You can make an application in line with human rights legislation.
One other approach is to lobby governments dealing with public sector unions if they adopt BDS or other objectionable policies, as some unions have, to bargain for the removal of such clauses as a term of the next collective agreement.
After all, most unions focus more on higher wages than political statements. Such lobbying can be organized whenever a public sector union adopts policies that its members are affected and offended by. And you will have support beyond members of that union from anyone offended, since you are lobbying the government itself.
What if the employer takes a political position you feel is hostile to you on human rights grounds?
At the very least, you can file whatever grievance procedures there are internally to focus your employer on the fact that you view the policy as offensive to your ethnic or racial group and lobby to change that policy. If the policy creates an atmosphere in the workplace, which impacts on your work life as a member of a specific group, you may have a human rights or constructive dismissal claim, which, in Ontario, can be combined in one civil action.
What if the employer calls for a workplace investigation?
Sometimes employers will respond to a complaint of racism by starting a workplace investigation. Sometimes they do this honestly, not knowing what had transpired and genuinely wishing to find out what occurred, get to the best result and remediate.
Other times it is a delay intended to develop their own statement of defence and get their public relations plan in place in advance of any statement of claim being issued or of the public learning of the issue. If it is the latter, strategically, you should not permit that time and come out quickly with your statement of claim and own the media campaign if any, before the employer’s position is entrenched and it has had time to remediate its reputation.
You should also investigate the background of their chosen “investigators” to learn if that person has expressed any opinion on the topic.
In one recent public dispute about anti-Semitism, the investigator had historic tweets indicating a bias.

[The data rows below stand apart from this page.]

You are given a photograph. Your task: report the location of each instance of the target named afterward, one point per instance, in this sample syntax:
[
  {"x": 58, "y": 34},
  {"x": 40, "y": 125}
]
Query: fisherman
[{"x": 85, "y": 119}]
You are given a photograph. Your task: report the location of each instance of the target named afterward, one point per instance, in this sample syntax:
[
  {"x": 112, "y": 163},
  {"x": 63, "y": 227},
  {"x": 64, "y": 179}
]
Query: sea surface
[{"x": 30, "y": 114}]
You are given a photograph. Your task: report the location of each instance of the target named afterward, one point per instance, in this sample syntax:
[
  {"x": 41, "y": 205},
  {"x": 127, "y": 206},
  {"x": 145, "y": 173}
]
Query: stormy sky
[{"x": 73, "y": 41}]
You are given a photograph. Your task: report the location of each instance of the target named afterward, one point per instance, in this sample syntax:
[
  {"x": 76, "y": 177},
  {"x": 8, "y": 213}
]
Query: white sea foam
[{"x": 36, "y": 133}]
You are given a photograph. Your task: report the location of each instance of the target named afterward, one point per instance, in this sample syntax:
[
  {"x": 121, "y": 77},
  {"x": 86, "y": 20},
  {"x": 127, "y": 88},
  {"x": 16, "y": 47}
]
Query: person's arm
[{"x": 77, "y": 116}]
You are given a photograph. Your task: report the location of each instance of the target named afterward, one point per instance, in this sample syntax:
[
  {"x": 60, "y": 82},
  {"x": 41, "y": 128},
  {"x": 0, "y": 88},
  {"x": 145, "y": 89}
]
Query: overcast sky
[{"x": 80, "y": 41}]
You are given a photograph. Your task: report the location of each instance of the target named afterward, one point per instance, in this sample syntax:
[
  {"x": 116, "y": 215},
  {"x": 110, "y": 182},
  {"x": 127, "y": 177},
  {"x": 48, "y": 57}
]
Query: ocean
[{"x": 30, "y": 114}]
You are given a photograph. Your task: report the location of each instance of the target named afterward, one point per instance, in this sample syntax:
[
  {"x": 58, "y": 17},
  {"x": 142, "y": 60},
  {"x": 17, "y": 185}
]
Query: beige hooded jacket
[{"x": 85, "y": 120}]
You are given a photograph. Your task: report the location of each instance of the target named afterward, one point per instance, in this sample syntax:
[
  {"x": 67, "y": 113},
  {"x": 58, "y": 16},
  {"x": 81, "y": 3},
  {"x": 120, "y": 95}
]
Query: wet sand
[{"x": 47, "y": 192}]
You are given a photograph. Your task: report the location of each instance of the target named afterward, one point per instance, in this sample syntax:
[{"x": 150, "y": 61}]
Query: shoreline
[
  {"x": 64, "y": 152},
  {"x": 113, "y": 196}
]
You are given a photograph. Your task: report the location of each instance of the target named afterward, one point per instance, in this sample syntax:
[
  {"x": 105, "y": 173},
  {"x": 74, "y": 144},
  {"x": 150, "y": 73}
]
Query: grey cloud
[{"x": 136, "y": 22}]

The fact that the investigator is a lawyer does not, as they will claim, guarantee that they are objective and open minded.

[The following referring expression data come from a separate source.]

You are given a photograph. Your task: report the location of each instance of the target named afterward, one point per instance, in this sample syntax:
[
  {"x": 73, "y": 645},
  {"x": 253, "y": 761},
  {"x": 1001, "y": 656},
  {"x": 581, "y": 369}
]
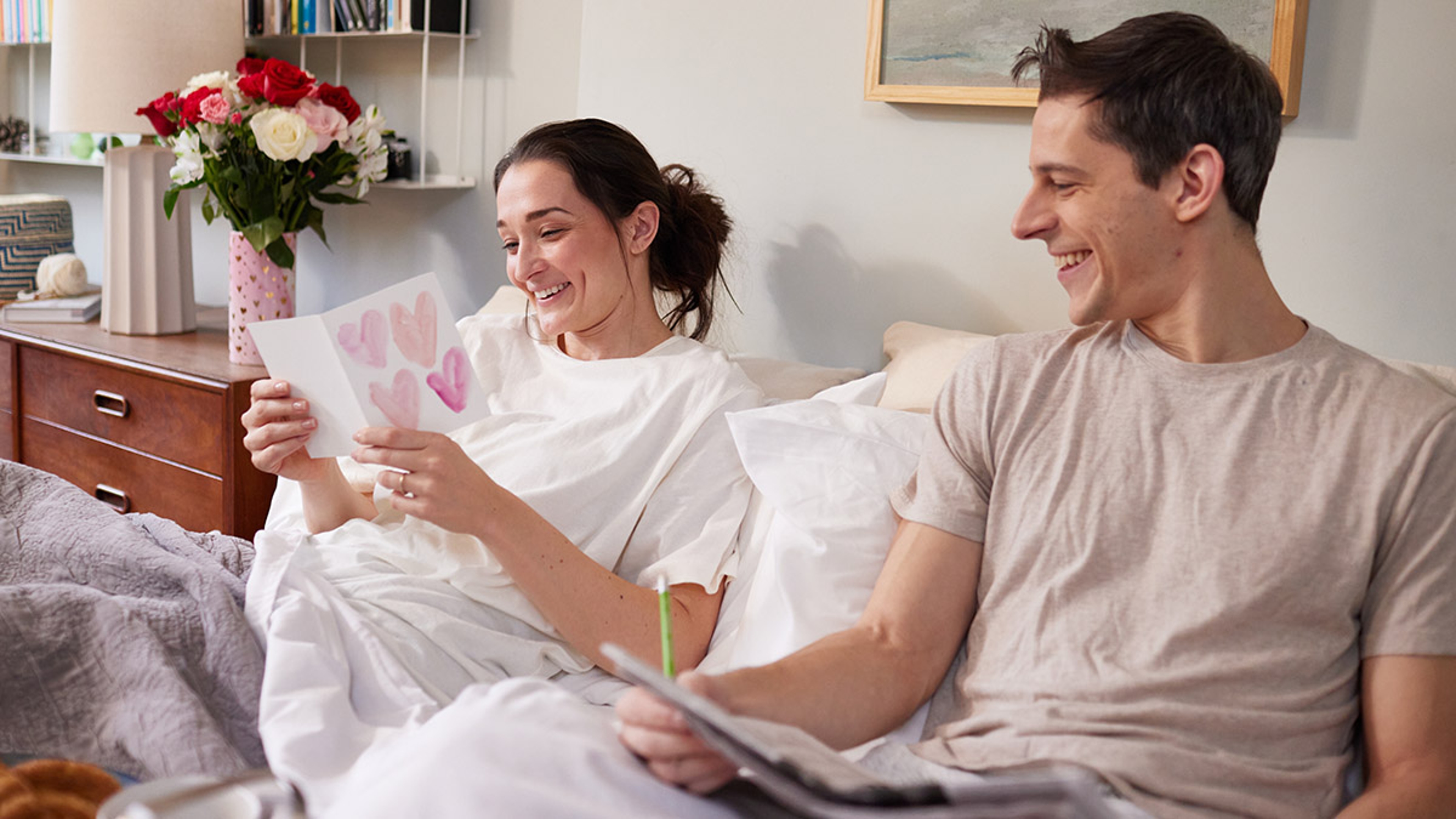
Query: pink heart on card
[
  {"x": 366, "y": 342},
  {"x": 400, "y": 403},
  {"x": 416, "y": 333},
  {"x": 452, "y": 380}
]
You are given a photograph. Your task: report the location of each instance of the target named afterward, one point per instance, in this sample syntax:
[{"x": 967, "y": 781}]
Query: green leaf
[
  {"x": 317, "y": 225},
  {"x": 273, "y": 232},
  {"x": 336, "y": 197},
  {"x": 255, "y": 237}
]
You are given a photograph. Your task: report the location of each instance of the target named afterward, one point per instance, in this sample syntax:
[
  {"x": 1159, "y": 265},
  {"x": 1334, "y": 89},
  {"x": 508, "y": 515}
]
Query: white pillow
[
  {"x": 1438, "y": 375},
  {"x": 792, "y": 381},
  {"x": 758, "y": 531},
  {"x": 921, "y": 359},
  {"x": 828, "y": 471}
]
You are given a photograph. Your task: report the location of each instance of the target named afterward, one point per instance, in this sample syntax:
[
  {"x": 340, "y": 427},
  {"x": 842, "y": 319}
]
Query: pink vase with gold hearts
[{"x": 257, "y": 290}]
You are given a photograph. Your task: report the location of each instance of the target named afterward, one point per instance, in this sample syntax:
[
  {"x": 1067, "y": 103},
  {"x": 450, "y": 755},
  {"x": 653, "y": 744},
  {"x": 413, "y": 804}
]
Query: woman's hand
[
  {"x": 431, "y": 477},
  {"x": 279, "y": 426},
  {"x": 659, "y": 734}
]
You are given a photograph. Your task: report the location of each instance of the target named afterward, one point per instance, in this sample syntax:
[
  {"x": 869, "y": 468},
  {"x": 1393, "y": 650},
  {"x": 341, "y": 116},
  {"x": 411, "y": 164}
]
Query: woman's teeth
[{"x": 1069, "y": 260}]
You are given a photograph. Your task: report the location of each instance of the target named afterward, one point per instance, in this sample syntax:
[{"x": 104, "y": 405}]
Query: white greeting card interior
[{"x": 392, "y": 359}]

In my experience, many, perhaps most, investigators are hired guns, looking to be reappointed for further lucrative investigations, which require little legal knowledge and skill. Their reports have no weight with courts as they are inherently hearsay and the judge must and will come to his or her own determination after observing the witness testimony.
If the investigation report is against you, you should respond immediately with the following: note any bias of the chosen investigator, their historical financial involvement with that employer, witnesses they failed to interview, misapprehensions of the facts or law, the inherent improbabilities of their conclusions and the fact that they disregarded the evidence of those witnesses whose evidence they did not list.
An employment lawyer should assist you with that rebuttal. But remember, much as an employer may try to wrap themselves around that report as it sanitizes its conduct, the findings of an investigator are totally irrelevant as the court comes to its own conclusions.
I find that internal employees, in human resources, will get a better result and more quickly, since they have no financial incentive to drag the process out, and already know the players and the company’s policies. In the rare circumstance that an external investigator is desirable, use a retired judge who has credibility and is trained in ascertaining facts and who will have the respect of all stakeholders.